Location is less important for online businesses; focus shifts to logistics.
What are the 4 Ps of the marketing mix?
Product, Price, Place, Promotion.
What does 'product' mean in the marketing mix?
The goods or services offered by a business, including features and design.
What is the importance of unique selling points (USPs)?
They help products stand out and give competitive advantage.
What does 'place' mean in the marketing mix?
How the product is delivered to the customer, e.g., in-store or online.
What's the difference between place and business location?
Place refers to selling channels; location refers to where production or services happen.
What does 'price' mean in the marketing mix?
The amount charged for the product or service.
Why is price important?
It affects how customers perceive value and compares with competitors.
What is the difference between price and cost?
Price is what the customer pays; cost is what the business spends to make it.
Why should businesses not confuse price and cost?
It can lead to incorrect decisions about pricing and profitability.
What does 'promotion' mean in the marketing mix?
How the business advertises and raises awareness of its product or service.
What methods are included in promotion?
Advertising, branding, sponsorships, sales promotions.
Why is promotion important?
It helps attract new customers and inform them about the product.

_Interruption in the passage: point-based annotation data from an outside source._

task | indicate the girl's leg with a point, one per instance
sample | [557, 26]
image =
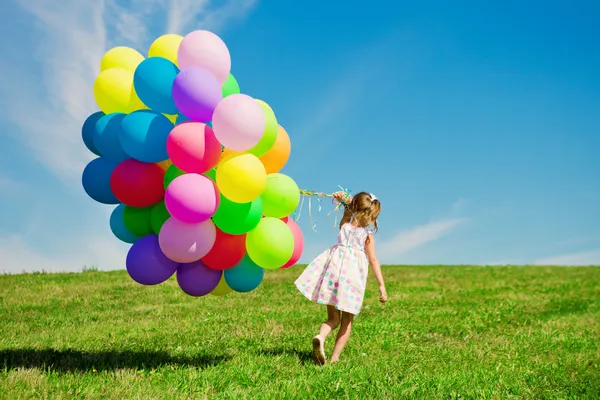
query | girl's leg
[343, 335]
[333, 320]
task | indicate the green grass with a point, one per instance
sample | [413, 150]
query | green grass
[447, 332]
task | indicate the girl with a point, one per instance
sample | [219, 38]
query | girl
[338, 276]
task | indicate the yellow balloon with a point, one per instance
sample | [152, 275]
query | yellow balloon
[165, 164]
[114, 92]
[121, 57]
[172, 117]
[166, 46]
[241, 178]
[222, 288]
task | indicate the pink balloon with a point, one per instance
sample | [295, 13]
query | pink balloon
[193, 147]
[186, 243]
[298, 242]
[206, 50]
[239, 122]
[192, 198]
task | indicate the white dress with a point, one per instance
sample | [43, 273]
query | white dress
[338, 276]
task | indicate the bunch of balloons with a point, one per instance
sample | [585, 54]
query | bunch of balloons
[193, 165]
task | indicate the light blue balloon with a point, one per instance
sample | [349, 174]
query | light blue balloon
[106, 137]
[181, 118]
[245, 276]
[144, 135]
[96, 180]
[153, 80]
[117, 225]
[87, 132]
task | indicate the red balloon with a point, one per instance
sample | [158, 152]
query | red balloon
[227, 251]
[298, 242]
[138, 184]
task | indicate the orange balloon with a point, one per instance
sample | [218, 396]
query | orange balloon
[165, 164]
[278, 155]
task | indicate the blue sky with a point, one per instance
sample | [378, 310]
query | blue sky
[476, 123]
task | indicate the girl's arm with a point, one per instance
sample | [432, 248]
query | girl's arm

Why is it wrong to say promotion = advertising only?
Promotion includes a wider range of activities beyond just advertising.
How do the 4Ps of marketing mix work together?
They must align to attract the target market and deliver value effectively.
Give an example of product and price working together.
A high-quality product justifies a high price; a low-quality product should be priced lower.
What is a business plan?
A document that outlines a business's goals and how it will achieve them.
What are the components of a business plan?
Business idea, aims and objectives, target market, revenue/cost/profit forecasts, marketing mix, location, sources of finance.
Why is a business idea included in a business plan?
It gives an overview of what the business will do.
Why are aims and objectives included?
To define what the business wants to achieve short- and long-term.
What is the target market in a business plan?
The specific group of customers the business aims to serve.
Why are revenue, cost, and profit forecasts important?
They help predict financial performance and assess viability.
What does the marketing mix section in a business plan show?
How the business will sell and promote its products.
Why include location in a business plan?
To explain why a particular site is chosen and how it suits business needs.
Why is identifying sources of finance important in a business plan?
To show how the business will be funded and ensure it can cover startup costs.
What are the main purposes of a business plan?
To plan strategies, set goals, attract investment, and secure finance.
Why do investors/lenders want a business plan?
It shows understanding, planning, and the potential for success.
Can a good business plan save a bad idea?
No — a good plan can't save a poor idea, but a good idea might still get funding without a perfect plan.
How does a business plan link to other business topics?
It brings together aims, finance, location, marketing mix, and ownership to ensure overall strategy.